Perhaps my favorite one is Name Explain by Patrick Foote. His charming British accent, subtle sense of humor and genuine curiosity about the etymology of words makes each video a pleasure to watch.
Recently, I watched his video on "The Names of Iberia Explained":
Even though I've written about some of the words he discussed before, he caused me to think about them from a new perspective, and suggested some new ones that I had not heard previously.
I wrote about Sefarad ספרד - the Hebrew name for Spain - back in 2006, when I just started Balashon. It's an interesting place to write about in regards to Hebrew etymology, because it was settled at one point by the Phoenicians, and then centuries later by the Arabs, both of whom spoke languages cognate to Hebrew, and those cognates are reflected in many place names.
In that post, I wrote:
According to a theory in the Catholic Encyclopedia, the Phoenicians gave the name to Gibraltar's neighbor Spain (Hispania) as well. One theory claims that the name derives from tsepan - rabbit or hyrax (in Hebrew shafan שפן) and so another name could be "The Land of Rabbits".

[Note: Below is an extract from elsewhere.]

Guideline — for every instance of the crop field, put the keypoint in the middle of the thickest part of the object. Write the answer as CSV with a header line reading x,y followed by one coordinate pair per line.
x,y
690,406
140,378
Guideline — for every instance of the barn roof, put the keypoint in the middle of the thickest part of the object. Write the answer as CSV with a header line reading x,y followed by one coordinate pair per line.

I should have been more careful, and pointed out, as Rabbi Natan Slifkin famously does here, that in ancient Hebrew the shafan is only a hyrax, not a rabbit. (In fact, according to Slifkin in his book, The Camel, the Hare and the Hyrax, there were no rabbits in biblical Israel. The word commonly used today for rabbit - arnav ארנב, which in the Bible only appears in the female, arnevet ארנבת - refers to a hare, which is distinct from a rabbit.)
Name Explain was aware of this distinction, and therefore said of the origin of Hispania:
this name apparently comes from the Phoenicians who, when they came to the land noticed the rabbits that were living there. The rabbits reminded the Phoenicians of the hyraxes they have in their homeland and also the Phoenicians would have to sail there, so without knowing any better they thought the rabbit filled land was an island. So they went with the name Hispania, which means Isle of Hyraxes despite the fact it wasn't an island and it wasn't full of hyraxes.
And so in addition to properly explaining how a land of rabbits was named for hyraxes, he also implied that the "Hi" in Hispania is cognate with the Hebrew אי - "island."
In my original post, I discussed the etymology of Gibraltar:
the name comes from the Arabic Jebel el Tarik "the Mountain of Tarik." Jebel derives from the Semitic root גבל - the same as the Hebrew word גבול gvul - meaning border.In a later post, I expanded on the word gvul, and showed how it was likely the origin of the name of the town Byblos, which eventually gave us the word "bible."
In his video, Name Explain presented a theory that I hadn't heard before, that the word gibberish derives from Gibraltar. He quotes from this site in the show notes, which writes:
Others believe it comes from the island of Gibraltar, where residents speak an interesting mix of English, Spanish, Hebrew, Hindi and Arabic. Nonresidents often believe the natives are simply speaking… well… gibberish!At first glance, that seemed a bit far-fetched, and the alternate explanation, that it came from the word "jabber", seemed more likely. But this detailed study indicates that the Gibraltar explanation might very well be valid.
One word I did not address in my post was the town of Ibiza. Name Explain quoted a source that said it comes from the Arabic yabisa meaning "dry land", which is cognate with the Hebrew yabasha יבשה of the same meaning, which in turn comes from the root yavesh יבש - "dry."
He also discusses the origin of the capital, Madrid. Its etymology is unclear, but he does provide one theory which gives it an Arabic origin:
Others say the Moors named the city in the 8th century. Apparently, the River Manzanares was called ‘al-Magrit’, which means water source in Arabic. The surrounding area was then called Mayrit, which comes from the Arabic term Mayra (meaning water or giver of life), which later changed to Magerit, which means ‘place of water’ in Arabic. The name then evolved to Matrit and then eventually, Madrid. This may be the most likely theory, as the name Matrit is still found as a Spanish gentilic.
That theory is further discussed in this forum, where one poster says that it may derive from an Arabic word meaning "water, stream", which comes from the root jara, meaning "to flow" (as well as "to run.")
Klein writes that the Hebrew word ger גר - "foreigner, stranger" has the Arabic cognate jara - "he went astray from." Seems to me that could be the same jara as "to run" or "to flow". So if all that is true, then the name Madrid has a Hebrew cognate as well.
So from one lover of etymology to another, thanks Patrick!